こんにちは、古橋です。センター試験が終わりましたね。

 

本番前に過去問を解くときから、一喜一憂しないこと、そして決して油断せず詰めの努力を怠らないようにと伝えてきました。

 

一喜一憂しない、というのは答え合わせの結果を確認するときもそうですが、特に気をつけたいのは問題を解いている最中です。例えば、「この問題は自信がある」、「あれ、こっちは難しい。まずいかもしれない」など。「難しい」まではいいとして「まずい」とまで考え出すと、問題を解くことの妨げになります。そして大抵その後の問題まで尾を引きます。

 

本人の性格的にそれほど気にしない生徒もいれば、解きづらい問題があったときにそこに執着し過ぎたり、頭がいっぱいになってしまう生徒もいます。考えてしまうことは仕方がないので、対処法としては切り替えるトレーニングをすること。考え方のクセみたいなものなので、例えば練習時から時間を測って、1分以上固まってしまったときには切り替えて次の問題にいくようにする、など。それで、試す前と後の結果を自分で見比べてみれば、どちらのやり方がより良い結果を得られるか分かると思います。

 

センター国語の問題で「レジリエンス(回復力=ストレスなどの刺激に対する柔軟性、という意味で使われている)」についての出題がありましたが、それと同じことだと思います。状況や環境に極度に左右されないよう、工夫して対処法を身につけていくこと。

 

二つ目に書いた油断せず詰めの努力を怠らない、というのは、言葉で書くとそれまでなのですが、わずかな差で勝敗がつくことが多くありますよね。受験はそういう世界ですので、自身肝に命じながら伝えています。

 

それで、ここでようやくタイトルの「一語の重み」についてなのですが、たった一語でその文の伝えんとする内容がガラッと変わることってあるよね、という話です。例えば、

 

Are you hardly working?

 

「hardly」は準否定語で「ほとんど〜ない」という意味。つまりこの文は「ほとんど仕事してないですか?(サボっていますか)」と聞いていることになります。hardlyを見落としたり、hard(一生懸命)と勘違いすると逆の意味に捉えてしまいます。

 

一語の重みというのはそういうことで、(大切なことなので二回書きますが)たった一語に話し手の伝えんとする内容の核が込められていたりします。
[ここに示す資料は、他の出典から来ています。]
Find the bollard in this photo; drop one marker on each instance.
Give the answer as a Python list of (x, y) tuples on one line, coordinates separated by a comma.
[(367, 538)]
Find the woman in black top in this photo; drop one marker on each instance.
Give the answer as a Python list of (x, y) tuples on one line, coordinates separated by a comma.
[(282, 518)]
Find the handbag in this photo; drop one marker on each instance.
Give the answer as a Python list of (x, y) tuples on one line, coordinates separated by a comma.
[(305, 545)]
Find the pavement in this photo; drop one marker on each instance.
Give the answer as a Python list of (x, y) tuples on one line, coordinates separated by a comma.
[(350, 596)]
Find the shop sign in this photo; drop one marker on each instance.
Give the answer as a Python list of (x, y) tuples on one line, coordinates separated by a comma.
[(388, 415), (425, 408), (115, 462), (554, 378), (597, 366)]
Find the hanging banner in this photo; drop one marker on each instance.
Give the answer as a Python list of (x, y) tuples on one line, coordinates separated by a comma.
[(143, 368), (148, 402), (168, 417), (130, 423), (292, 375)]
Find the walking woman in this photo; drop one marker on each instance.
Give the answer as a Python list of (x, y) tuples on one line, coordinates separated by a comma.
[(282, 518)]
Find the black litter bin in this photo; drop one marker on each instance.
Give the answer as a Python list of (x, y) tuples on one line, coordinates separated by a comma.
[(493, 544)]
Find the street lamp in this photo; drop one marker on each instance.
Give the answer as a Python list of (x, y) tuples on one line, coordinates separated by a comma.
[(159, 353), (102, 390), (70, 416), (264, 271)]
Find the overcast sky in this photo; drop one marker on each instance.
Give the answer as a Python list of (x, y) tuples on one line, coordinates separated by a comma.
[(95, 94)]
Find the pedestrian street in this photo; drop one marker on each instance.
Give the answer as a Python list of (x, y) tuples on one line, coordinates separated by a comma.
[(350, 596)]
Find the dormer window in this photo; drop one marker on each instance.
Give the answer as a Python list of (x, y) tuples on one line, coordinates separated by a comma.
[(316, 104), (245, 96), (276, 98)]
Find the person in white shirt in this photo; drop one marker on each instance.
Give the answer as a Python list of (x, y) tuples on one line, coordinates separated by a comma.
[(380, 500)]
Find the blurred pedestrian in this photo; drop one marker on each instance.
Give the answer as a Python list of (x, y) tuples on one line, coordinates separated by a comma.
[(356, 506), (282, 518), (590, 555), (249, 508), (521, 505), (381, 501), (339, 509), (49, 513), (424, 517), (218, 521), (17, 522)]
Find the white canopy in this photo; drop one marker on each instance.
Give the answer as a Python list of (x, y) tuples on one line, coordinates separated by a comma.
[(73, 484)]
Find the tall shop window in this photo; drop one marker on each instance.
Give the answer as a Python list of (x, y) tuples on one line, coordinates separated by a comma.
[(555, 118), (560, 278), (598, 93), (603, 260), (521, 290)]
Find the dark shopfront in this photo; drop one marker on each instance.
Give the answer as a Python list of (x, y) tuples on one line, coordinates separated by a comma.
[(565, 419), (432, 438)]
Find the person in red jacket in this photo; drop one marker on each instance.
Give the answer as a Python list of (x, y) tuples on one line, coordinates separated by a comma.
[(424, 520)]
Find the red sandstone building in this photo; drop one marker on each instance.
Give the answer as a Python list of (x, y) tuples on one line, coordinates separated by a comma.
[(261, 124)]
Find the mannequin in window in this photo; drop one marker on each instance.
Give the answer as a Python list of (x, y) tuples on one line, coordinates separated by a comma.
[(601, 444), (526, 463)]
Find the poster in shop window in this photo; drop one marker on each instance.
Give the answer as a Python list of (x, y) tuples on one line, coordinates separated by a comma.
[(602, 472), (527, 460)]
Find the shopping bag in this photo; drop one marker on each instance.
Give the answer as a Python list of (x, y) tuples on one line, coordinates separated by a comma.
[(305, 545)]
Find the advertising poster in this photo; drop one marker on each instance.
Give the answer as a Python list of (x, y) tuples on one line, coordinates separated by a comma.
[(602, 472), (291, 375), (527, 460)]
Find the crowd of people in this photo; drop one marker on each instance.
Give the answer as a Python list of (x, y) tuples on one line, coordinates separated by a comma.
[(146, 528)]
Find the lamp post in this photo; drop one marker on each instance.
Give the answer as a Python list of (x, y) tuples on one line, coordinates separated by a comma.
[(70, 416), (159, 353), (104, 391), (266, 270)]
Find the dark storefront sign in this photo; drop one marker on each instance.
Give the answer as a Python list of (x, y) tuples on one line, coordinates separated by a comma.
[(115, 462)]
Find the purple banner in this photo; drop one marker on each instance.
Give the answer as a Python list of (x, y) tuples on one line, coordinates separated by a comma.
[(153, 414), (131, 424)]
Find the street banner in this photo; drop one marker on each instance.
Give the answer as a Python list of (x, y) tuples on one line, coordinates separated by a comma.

上記はまだよく聞くフレーズではありますが、聞きなれない表現には注意が必要です。知らないフレーズであっても会話では強弱をつけるので重要な部分は伝わりやすいです。しかし、リーディングには当然強弱はないので、見過ごしてしまったらそのままです。

 

例えば今回のセンターでは大問6の本文にpublic safety(治安)、選択肢にひっかけのsafe product(安全な製品)がありました。他の問いも含めて、精読ができていないと失点しますのでやはり基礎力ですよね。単語・文法・読解。あと来年からリスニングです。(→これは2年生、1年生の生徒たちに向けて書いてますよ。)

 

今年でセンター試験は最後、来年からは「大学入学共通テスト」に切り替わります。現在判明している変更点として、
・リスニングの配点が2倍(リーディング・リスニングともに100点ずつ)
・筆記(リーディング)はその名の通り読解重視。語句整序などを単独で扱う問題はなくなる
があります。

 

現役生は私立や二次試験に向けてラストスパートを!それ以外の生徒もぜひセンターを解いてみて「正確に読むこと」について考えてみてください。すでに手をつけている生徒もいると思いますが、学年や現在の英語力に合わせて部分的にでもやってみるととてもいいです。僕の授業では抜粋して配りますので安心してください。笑

自身現役のときに取り組んだセンターが終わるとなると少し感慨深いですが、今後も試験への挑戦を通じて力をつけていきましょう。